Aucun commentaire | Le 14 mars 2011
dans la thématique environnement
Toute sa vie , la peinture de Victor GALOS a dégagé une quiétude, un charme, une lumière, qui est un éloge de la beauté de la nature et de la montagne, de ses Pyrénées. Ce paysagiste palois, « véritable portraitiste du Béarn et de la Bigorre », un peu ignoré du reste du monde a pratiqué une peinture qui reflète ostensiblement les tendances réalistes, voire naturalistes de son époque, tout en exprimant un sentiment impressionniste de la lumière. L’école de Barbizon l’avait inspiré, les Pyrénées ont fait le reste.
Aujourd’hui à partir de tableau et de sa bergère, partons à la rencontre d’une agriculture un peu particulière qui est celle de la montagne. Alors à quoi pense cette bergère peinte par Victor Gallos ? Est elle en train de compter ses moutons au risque de s’endormir ? Pense t elle à ses retrouvailles du soir avec sa famille ou son amoureux ? Est elle juste en train de contempler les montagnes en face d’elle et de ses moutons ? Ou de penser à la prochaine transhumance…La transhumance c’est « la poursuite de l’herbe ».
D’abord en été , avec la montée aux alpages puis retour vers le mois d’octobre et retour vers les plaines plus tempérées. Les bovins rejoignent la moyenne montagne (1 500 à 2 500 m), les ovins montent plus haut, car la pente leur fait moins peur. On pourrait dire que ce sont comme des grandes vacances pour tous ces animaux : de l’air frais, de l’herbe tendre, de l’eau pure, des espaces de liberté, pas de clôture…
Une amie me racontait qu’elle avait assisté à l’arrivée des vaches après une longue marche vers la montagne. Leurs veaux - eux - étaient venus par camions car le voyage était trop long pour leurs petites pattes. Il paraît que les retrouvailles ont été extraordinaires : des beuglements à faire bouger la montagne, des bourrades quand la mère ne reconnaît pas son petit ou des léchouilles quand c’est l’inverse.

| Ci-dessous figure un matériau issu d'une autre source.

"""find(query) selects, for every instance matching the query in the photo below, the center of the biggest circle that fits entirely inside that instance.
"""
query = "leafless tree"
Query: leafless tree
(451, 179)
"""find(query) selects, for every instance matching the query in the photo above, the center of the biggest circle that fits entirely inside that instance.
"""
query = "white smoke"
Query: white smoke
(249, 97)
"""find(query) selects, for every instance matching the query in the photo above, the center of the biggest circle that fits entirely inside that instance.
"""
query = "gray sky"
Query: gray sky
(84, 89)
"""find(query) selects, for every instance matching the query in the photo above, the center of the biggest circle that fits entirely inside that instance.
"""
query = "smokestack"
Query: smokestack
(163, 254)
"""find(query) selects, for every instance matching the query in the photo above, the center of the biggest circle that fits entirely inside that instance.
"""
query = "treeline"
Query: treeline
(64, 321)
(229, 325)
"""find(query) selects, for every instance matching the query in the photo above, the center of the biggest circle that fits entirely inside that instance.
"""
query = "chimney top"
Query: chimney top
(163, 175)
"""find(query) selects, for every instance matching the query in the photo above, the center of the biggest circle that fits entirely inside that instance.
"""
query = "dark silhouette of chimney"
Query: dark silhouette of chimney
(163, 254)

La transhumance c’est intéressant pour plein d’autres raisons : c’est aussi l’occasion de fêtes tout au long de la marche des animaux et donc de liens avec le territoire. Et puis, on dit que c’est aussi un moyen pour maintenir une certaine biodiversité : les animaux portent dans leur toison, sous leurs sabots des graines ou des spores, quelles emmènent de la plaine vers des hauteurs auxquels ils n’auraient jamais pu accéder autrement. En Suisse par exemple, pour garder la transhumance, le lait est payé 15 centimes de plus le litre.

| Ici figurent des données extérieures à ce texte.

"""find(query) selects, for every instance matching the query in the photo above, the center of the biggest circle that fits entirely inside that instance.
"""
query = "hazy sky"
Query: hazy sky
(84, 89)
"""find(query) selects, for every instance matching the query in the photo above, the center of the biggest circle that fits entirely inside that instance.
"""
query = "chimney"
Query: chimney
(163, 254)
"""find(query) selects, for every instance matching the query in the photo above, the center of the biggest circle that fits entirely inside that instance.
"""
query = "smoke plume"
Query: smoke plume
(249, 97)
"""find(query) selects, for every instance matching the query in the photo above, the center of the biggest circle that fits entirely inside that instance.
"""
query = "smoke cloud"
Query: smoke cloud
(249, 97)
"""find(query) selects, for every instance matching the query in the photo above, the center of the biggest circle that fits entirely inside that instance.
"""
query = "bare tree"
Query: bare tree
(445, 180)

Si on revient à notre bergère, peut-être pense t elle aux caractéristiques de l’agriculture de montagne : en premier lieu, le relief et le climat dessinent depuis longtemps une agriculture extensive et orientée vers les productions de qualité. En même temps, du point de vue technique et financier, les agriculteurs de montagne ne luttent pas à armes égales. Le climat et la pente sont générateurs de surcoûts importants : en prenant l’exemple de la construction des étables laitières, c’est 30 % de coût supplémentaire de l’investissement agricole en montagne par rapport à la plaine. Ces surcoûts demeurent imparfaitement compensés : le revenu moyen d’un hectare agricole en zone de montagne est de 30 % inférieur à celui d’un hectare en zone de plaine.

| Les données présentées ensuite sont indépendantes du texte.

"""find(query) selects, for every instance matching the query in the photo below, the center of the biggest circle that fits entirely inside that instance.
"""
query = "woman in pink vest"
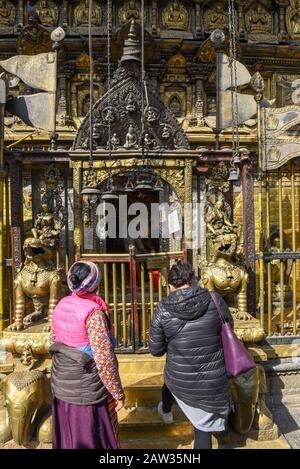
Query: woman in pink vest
(86, 386)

En règle générale et en conclusion, l’agriculture de montagne ne peut rivaliser avec l’agriculture de plaine. Cependant, le maintien d’une agriculture de montagne est important si l’on veut préserver les paysages et les opportunités de loisirs ou encore sauvegarde l’identité culturelle régionale. Continuons à l’aider pour qu’elle subsiste.